Disentangling Multiple Features in Video Sequences using Gaussian Processes in Variational Autoencoders

Abstract


We introduce MGP-VAE (Multi-disentangled-features Gaussian Processes Variational AutoEncoder), a variational autoencoder which uses Gaussian processes (GP) to model the latent space for the unsupervised learning of disentangled representations in video sequences. We improve upon previous work by establishing a framework by which multiple features, static or dynamic, can be disentangled. Specifically we use fractional Brownian motions (fBM) and Brownian bridges (BB) to enforce an inter-frame correlation structure in each independent channel, and show that varying this structure enables one to capture different factors of variation in the data. We demonstrate the quality of our representations with experiments on three publicly available datasets, and also quantify the improvement using a video prediction task. Moreover, we introduce a novel geodesic loss function which takes into account the curvature of the data manifold to improve learning. Our experiments show that the combination of the improved representations with the novel loss function enable MGP-VAE to outperform the baselines in video prediction.

Publication
European Conference on Computer Vision (ECCV), 2020
Date

Please cite using following bibtex:

@article{Bhagat2020DisentanglingRU,
  title={Disentangling Representations using Gaussian Processes in Variational Autoencoders for Video Prediction},
  author={Sarthak Bhagat and Shagun Uppal and Vivian T. Yin and Nengli Lim},
  journal={ArXiv},
  year={2020},
  volume={abs/2001.02408}
}

Style Transfer Results


Results from swapping latent channels in Moving MNIST; channel 1 (fBM(H = 0.1)) captures digit identity; channel 2 (fBM(H = 0.9)) captures motion.

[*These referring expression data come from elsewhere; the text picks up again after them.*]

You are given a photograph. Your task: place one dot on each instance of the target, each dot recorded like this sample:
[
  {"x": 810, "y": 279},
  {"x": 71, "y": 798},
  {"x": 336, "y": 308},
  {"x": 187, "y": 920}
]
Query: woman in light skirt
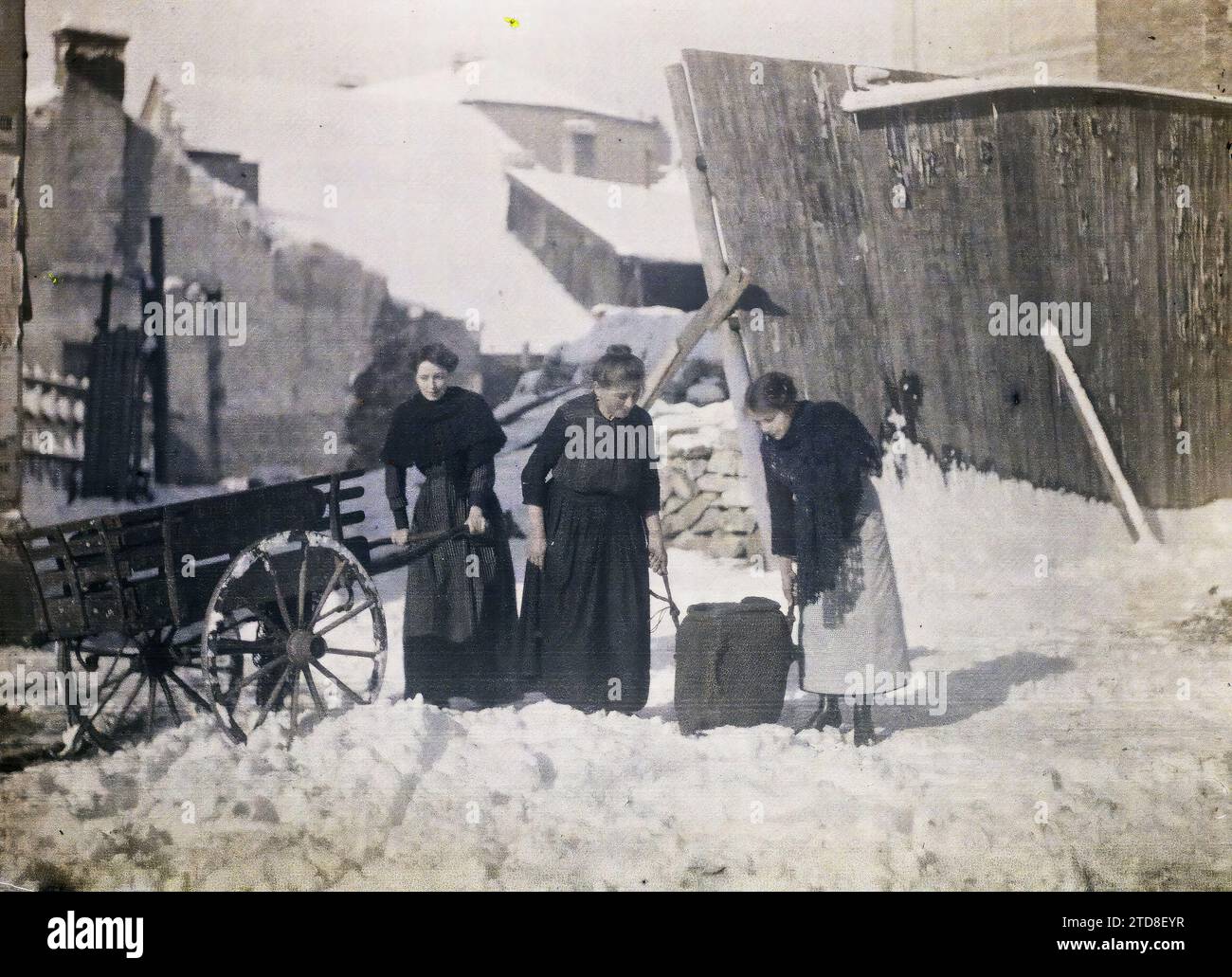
[{"x": 828, "y": 533}]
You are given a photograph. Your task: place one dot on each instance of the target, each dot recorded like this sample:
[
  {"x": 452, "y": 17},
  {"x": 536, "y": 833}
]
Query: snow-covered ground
[{"x": 1084, "y": 746}]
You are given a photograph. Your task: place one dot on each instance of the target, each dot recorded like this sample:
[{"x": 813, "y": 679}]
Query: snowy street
[{"x": 1084, "y": 744}]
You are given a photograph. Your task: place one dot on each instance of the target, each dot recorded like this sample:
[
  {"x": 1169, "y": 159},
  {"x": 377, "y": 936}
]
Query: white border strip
[{"x": 912, "y": 93}]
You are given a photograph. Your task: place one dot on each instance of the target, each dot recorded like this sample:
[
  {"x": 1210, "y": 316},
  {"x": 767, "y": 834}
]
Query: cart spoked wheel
[
  {"x": 317, "y": 643},
  {"x": 136, "y": 684}
]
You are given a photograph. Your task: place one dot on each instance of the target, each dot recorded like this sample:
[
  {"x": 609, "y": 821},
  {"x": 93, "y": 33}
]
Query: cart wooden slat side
[{"x": 181, "y": 600}]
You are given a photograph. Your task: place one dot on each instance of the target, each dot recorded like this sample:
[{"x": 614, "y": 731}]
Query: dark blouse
[
  {"x": 456, "y": 436},
  {"x": 814, "y": 481},
  {"x": 480, "y": 488},
  {"x": 575, "y": 452}
]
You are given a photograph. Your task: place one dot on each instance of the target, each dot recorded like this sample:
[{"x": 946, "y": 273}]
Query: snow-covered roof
[
  {"x": 653, "y": 223},
  {"x": 41, "y": 95},
  {"x": 911, "y": 93},
  {"x": 491, "y": 81},
  {"x": 496, "y": 81},
  {"x": 420, "y": 193}
]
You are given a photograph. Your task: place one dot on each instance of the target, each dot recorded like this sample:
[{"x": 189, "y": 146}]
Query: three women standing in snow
[
  {"x": 824, "y": 516},
  {"x": 461, "y": 610},
  {"x": 594, "y": 534}
]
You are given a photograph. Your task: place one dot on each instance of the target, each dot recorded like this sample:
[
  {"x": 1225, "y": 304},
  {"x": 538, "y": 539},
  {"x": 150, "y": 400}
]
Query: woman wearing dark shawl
[
  {"x": 824, "y": 516},
  {"x": 461, "y": 606},
  {"x": 594, "y": 534}
]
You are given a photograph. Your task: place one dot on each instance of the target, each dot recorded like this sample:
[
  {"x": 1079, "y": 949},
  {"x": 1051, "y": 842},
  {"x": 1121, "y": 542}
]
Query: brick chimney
[{"x": 95, "y": 57}]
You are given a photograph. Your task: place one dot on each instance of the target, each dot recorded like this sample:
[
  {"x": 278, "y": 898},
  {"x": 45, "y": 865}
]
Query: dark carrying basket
[{"x": 732, "y": 663}]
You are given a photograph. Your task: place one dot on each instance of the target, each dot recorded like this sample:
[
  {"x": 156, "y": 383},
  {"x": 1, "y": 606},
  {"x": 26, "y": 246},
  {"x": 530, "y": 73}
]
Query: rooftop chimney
[{"x": 93, "y": 56}]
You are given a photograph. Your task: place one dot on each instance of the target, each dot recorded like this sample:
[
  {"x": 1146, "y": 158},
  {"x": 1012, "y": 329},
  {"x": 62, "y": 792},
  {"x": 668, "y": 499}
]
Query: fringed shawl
[
  {"x": 824, "y": 459},
  {"x": 426, "y": 432}
]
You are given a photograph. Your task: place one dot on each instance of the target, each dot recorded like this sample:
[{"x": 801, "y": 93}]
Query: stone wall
[
  {"x": 705, "y": 503},
  {"x": 94, "y": 177}
]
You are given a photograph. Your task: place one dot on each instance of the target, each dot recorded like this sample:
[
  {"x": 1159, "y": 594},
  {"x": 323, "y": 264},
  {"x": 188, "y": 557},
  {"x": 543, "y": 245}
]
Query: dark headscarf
[
  {"x": 426, "y": 432},
  {"x": 824, "y": 459}
]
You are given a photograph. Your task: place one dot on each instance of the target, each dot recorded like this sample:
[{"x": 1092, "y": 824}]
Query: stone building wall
[{"x": 311, "y": 311}]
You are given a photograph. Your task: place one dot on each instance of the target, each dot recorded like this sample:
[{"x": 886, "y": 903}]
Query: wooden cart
[{"x": 243, "y": 606}]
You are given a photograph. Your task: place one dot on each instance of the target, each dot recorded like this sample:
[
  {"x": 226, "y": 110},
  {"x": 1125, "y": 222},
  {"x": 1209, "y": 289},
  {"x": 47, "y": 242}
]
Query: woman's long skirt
[
  {"x": 461, "y": 611},
  {"x": 853, "y": 639},
  {"x": 586, "y": 624}
]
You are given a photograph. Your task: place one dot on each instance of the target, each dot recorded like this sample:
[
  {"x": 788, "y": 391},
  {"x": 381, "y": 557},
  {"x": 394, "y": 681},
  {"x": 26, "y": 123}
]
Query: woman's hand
[
  {"x": 536, "y": 549},
  {"x": 476, "y": 521},
  {"x": 658, "y": 551},
  {"x": 658, "y": 554},
  {"x": 536, "y": 536},
  {"x": 788, "y": 574}
]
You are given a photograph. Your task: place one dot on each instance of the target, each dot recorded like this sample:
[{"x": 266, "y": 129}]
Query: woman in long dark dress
[
  {"x": 591, "y": 495},
  {"x": 461, "y": 611},
  {"x": 825, "y": 516}
]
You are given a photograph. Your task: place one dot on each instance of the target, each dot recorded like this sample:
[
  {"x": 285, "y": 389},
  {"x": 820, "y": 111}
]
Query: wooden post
[
  {"x": 1117, "y": 485},
  {"x": 158, "y": 358},
  {"x": 714, "y": 260},
  {"x": 716, "y": 311},
  {"x": 13, "y": 295}
]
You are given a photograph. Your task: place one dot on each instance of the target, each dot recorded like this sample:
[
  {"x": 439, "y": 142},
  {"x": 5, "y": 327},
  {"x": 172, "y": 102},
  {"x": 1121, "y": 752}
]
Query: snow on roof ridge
[
  {"x": 514, "y": 86},
  {"x": 642, "y": 226},
  {"x": 912, "y": 93}
]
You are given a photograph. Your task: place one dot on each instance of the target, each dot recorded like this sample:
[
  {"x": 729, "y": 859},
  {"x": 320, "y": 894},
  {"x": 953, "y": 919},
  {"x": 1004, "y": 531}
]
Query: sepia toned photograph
[{"x": 644, "y": 446}]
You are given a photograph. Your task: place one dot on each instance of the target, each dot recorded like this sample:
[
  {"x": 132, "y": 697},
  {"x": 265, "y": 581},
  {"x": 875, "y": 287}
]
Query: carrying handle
[{"x": 672, "y": 606}]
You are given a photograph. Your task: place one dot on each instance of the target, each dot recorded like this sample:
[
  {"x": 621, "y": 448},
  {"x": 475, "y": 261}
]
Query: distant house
[
  {"x": 610, "y": 243},
  {"x": 242, "y": 173},
  {"x": 317, "y": 319},
  {"x": 566, "y": 134}
]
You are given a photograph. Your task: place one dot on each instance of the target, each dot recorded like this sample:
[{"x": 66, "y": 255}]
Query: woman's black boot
[
  {"x": 861, "y": 718},
  {"x": 828, "y": 714}
]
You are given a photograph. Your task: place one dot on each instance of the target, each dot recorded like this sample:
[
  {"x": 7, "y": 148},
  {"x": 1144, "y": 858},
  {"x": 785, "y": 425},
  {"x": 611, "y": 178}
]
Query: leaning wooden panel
[{"x": 882, "y": 221}]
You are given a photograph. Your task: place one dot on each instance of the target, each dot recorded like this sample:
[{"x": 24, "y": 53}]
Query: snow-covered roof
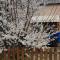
[{"x": 47, "y": 14}]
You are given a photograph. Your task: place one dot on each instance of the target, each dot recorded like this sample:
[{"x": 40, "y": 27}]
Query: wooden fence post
[
  {"x": 22, "y": 53},
  {"x": 36, "y": 54},
  {"x": 8, "y": 53},
  {"x": 55, "y": 53},
  {"x": 4, "y": 55},
  {"x": 18, "y": 54},
  {"x": 32, "y": 54},
  {"x": 50, "y": 53},
  {"x": 13, "y": 53},
  {"x": 41, "y": 54},
  {"x": 45, "y": 54}
]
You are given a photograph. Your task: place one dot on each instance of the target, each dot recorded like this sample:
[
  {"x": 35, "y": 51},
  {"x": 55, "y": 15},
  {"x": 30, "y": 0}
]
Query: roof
[{"x": 49, "y": 13}]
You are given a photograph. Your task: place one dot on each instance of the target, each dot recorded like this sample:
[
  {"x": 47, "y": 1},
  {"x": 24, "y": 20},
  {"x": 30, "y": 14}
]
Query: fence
[{"x": 31, "y": 54}]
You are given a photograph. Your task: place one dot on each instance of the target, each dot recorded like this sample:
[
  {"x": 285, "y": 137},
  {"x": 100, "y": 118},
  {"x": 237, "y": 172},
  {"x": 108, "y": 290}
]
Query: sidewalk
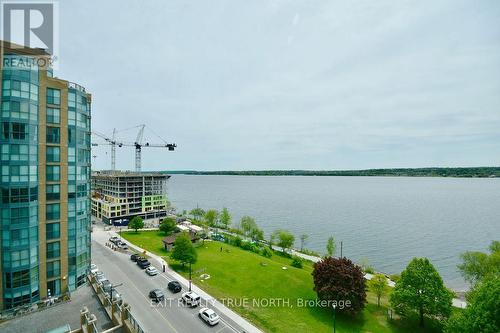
[{"x": 221, "y": 308}]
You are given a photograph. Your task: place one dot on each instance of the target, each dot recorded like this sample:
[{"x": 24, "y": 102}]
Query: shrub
[
  {"x": 237, "y": 241},
  {"x": 339, "y": 279},
  {"x": 266, "y": 252},
  {"x": 297, "y": 262}
]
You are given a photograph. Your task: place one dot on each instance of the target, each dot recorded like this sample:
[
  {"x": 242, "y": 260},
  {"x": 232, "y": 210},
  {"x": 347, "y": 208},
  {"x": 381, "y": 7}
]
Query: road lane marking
[
  {"x": 147, "y": 299},
  {"x": 163, "y": 274}
]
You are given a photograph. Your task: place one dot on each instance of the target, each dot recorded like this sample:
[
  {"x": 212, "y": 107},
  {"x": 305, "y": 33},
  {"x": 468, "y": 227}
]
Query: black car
[
  {"x": 156, "y": 295},
  {"x": 174, "y": 286},
  {"x": 143, "y": 262}
]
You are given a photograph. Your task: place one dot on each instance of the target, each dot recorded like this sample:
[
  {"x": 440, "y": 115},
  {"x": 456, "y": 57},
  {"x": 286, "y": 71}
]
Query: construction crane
[{"x": 138, "y": 144}]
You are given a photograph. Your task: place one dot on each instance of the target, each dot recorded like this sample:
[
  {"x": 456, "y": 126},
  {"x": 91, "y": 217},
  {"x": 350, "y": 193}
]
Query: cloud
[{"x": 280, "y": 84}]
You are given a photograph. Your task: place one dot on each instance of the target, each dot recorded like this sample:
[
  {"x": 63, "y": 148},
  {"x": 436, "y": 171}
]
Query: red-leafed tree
[{"x": 340, "y": 280}]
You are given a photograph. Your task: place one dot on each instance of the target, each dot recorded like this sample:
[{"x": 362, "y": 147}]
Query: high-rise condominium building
[
  {"x": 45, "y": 179},
  {"x": 118, "y": 196}
]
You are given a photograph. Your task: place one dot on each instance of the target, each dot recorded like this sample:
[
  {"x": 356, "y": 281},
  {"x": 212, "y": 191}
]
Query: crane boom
[{"x": 138, "y": 144}]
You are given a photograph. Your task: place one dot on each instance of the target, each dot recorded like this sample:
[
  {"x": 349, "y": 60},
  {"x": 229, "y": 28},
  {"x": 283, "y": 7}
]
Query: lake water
[{"x": 387, "y": 220}]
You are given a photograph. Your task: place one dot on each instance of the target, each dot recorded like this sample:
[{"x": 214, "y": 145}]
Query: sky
[{"x": 254, "y": 85}]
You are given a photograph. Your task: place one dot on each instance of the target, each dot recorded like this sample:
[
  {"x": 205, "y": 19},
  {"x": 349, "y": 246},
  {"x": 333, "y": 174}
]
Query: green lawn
[{"x": 237, "y": 274}]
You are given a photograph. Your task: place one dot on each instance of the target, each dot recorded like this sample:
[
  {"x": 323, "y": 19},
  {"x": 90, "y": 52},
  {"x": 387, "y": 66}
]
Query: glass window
[
  {"x": 53, "y": 154},
  {"x": 53, "y": 192},
  {"x": 52, "y": 211},
  {"x": 18, "y": 131},
  {"x": 53, "y": 116},
  {"x": 53, "y": 250},
  {"x": 53, "y": 96},
  {"x": 53, "y": 135},
  {"x": 52, "y": 230},
  {"x": 53, "y": 173},
  {"x": 53, "y": 269}
]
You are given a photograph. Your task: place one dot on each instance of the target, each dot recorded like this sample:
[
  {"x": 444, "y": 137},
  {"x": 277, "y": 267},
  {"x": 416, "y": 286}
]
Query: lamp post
[
  {"x": 190, "y": 276},
  {"x": 334, "y": 317},
  {"x": 111, "y": 291}
]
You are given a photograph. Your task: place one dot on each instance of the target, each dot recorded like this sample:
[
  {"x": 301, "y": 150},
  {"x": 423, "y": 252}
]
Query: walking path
[{"x": 221, "y": 308}]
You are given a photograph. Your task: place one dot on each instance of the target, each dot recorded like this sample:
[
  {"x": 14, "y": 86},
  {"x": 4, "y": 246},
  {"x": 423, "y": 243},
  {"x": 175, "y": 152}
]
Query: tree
[
  {"x": 285, "y": 239},
  {"x": 378, "y": 284},
  {"x": 136, "y": 223},
  {"x": 482, "y": 313},
  {"x": 168, "y": 225},
  {"x": 225, "y": 218},
  {"x": 339, "y": 279},
  {"x": 303, "y": 239},
  {"x": 421, "y": 290},
  {"x": 331, "y": 247},
  {"x": 211, "y": 217},
  {"x": 476, "y": 266},
  {"x": 184, "y": 250},
  {"x": 247, "y": 223},
  {"x": 256, "y": 234},
  {"x": 197, "y": 213}
]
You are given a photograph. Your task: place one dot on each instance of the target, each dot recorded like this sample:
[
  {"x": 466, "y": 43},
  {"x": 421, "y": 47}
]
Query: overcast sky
[{"x": 290, "y": 84}]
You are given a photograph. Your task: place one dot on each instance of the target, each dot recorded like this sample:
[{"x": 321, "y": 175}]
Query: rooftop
[
  {"x": 61, "y": 315},
  {"x": 129, "y": 174}
]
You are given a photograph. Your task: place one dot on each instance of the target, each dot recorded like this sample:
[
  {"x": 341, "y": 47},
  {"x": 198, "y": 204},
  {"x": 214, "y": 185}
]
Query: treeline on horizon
[{"x": 476, "y": 172}]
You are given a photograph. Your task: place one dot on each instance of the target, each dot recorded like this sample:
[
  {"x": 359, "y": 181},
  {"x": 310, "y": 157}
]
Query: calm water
[{"x": 387, "y": 220}]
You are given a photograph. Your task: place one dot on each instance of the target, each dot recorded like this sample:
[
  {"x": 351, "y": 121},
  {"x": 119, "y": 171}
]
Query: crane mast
[{"x": 138, "y": 144}]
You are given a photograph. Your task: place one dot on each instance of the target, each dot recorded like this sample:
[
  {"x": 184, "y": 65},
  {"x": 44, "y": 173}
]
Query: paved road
[{"x": 170, "y": 316}]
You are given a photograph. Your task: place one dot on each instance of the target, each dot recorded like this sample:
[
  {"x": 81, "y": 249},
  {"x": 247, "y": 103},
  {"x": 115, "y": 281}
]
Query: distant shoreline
[{"x": 473, "y": 172}]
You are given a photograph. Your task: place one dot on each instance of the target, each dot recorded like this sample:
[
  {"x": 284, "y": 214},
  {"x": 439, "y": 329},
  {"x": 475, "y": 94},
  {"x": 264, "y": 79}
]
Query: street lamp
[
  {"x": 111, "y": 291},
  {"x": 190, "y": 276},
  {"x": 334, "y": 317}
]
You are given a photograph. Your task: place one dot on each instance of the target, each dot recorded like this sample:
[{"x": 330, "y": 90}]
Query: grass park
[{"x": 236, "y": 274}]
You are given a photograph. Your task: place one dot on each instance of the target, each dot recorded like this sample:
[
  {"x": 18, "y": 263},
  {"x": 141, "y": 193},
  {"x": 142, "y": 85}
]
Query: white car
[
  {"x": 209, "y": 316},
  {"x": 191, "y": 298},
  {"x": 151, "y": 271},
  {"x": 93, "y": 269}
]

Results from swapping latent channels in Coloured dSprites; channel 2 captures shape, channel 3 captures scale, channel 4 captures orientation and position, and channel 5 captures color.


Results from swapping latent channels in Sprites; channel 1 captures hair type, channel 2 captures armor type, channel 3 captures weapon type, and channel 4 captures body orientation.



Geodesic Loss for Video Frame Prediction


For video prediction, we predict the last k frames of a sequence given the first n − k frames as input. To do so, we employ a simple three-layer MLP (16 units per layer) with ReLU activation which operates in latent space rather than on the actual frame data so as to best utilize the disentangled representations. The first n − k frames are first encoded by a pre-trained MGP-VAE into a sequence of points in latent space. These points are then used as input to the threelayer MLP to predict the next point, which is then passed through MGP-VAE’s decoder to generate the frame. This process is then repeated k − 1 more times.


Using the geodesic loss function as compared to squared-distance loss for prediction. By setting the target as z1 instead of z4, the model learns more efficiently to predict the next point.



Predictions without using the geodesic loss function for Moving MNIST. The red boxes illustrate the target frame (top row) and predicted frame (bottom row).


Predictions with using the geodesic loss function for Moving MNIST. The red boxes illustrate the target frame (top row) and predicted frame (bottom row).



Video Frame Prediction Results


Qualitative results of MGP-VAE and the baselines in the video prediction task for Moving MNIST Dataset. Predicted frames are marked in red, and the first row depicts the original video sequence.


Qualitative results of MGP-VAE and the baselines in the video prediction task for Colored dSprites Dataset. Predicted frames are marked in red, and the first row depicts the original video sequence.


Qualitative results of MGP-VAE and the baselines in the video prediction task for Sprites Dataset. Predicted frames are marked in red, and the first row depicts the original video sequence.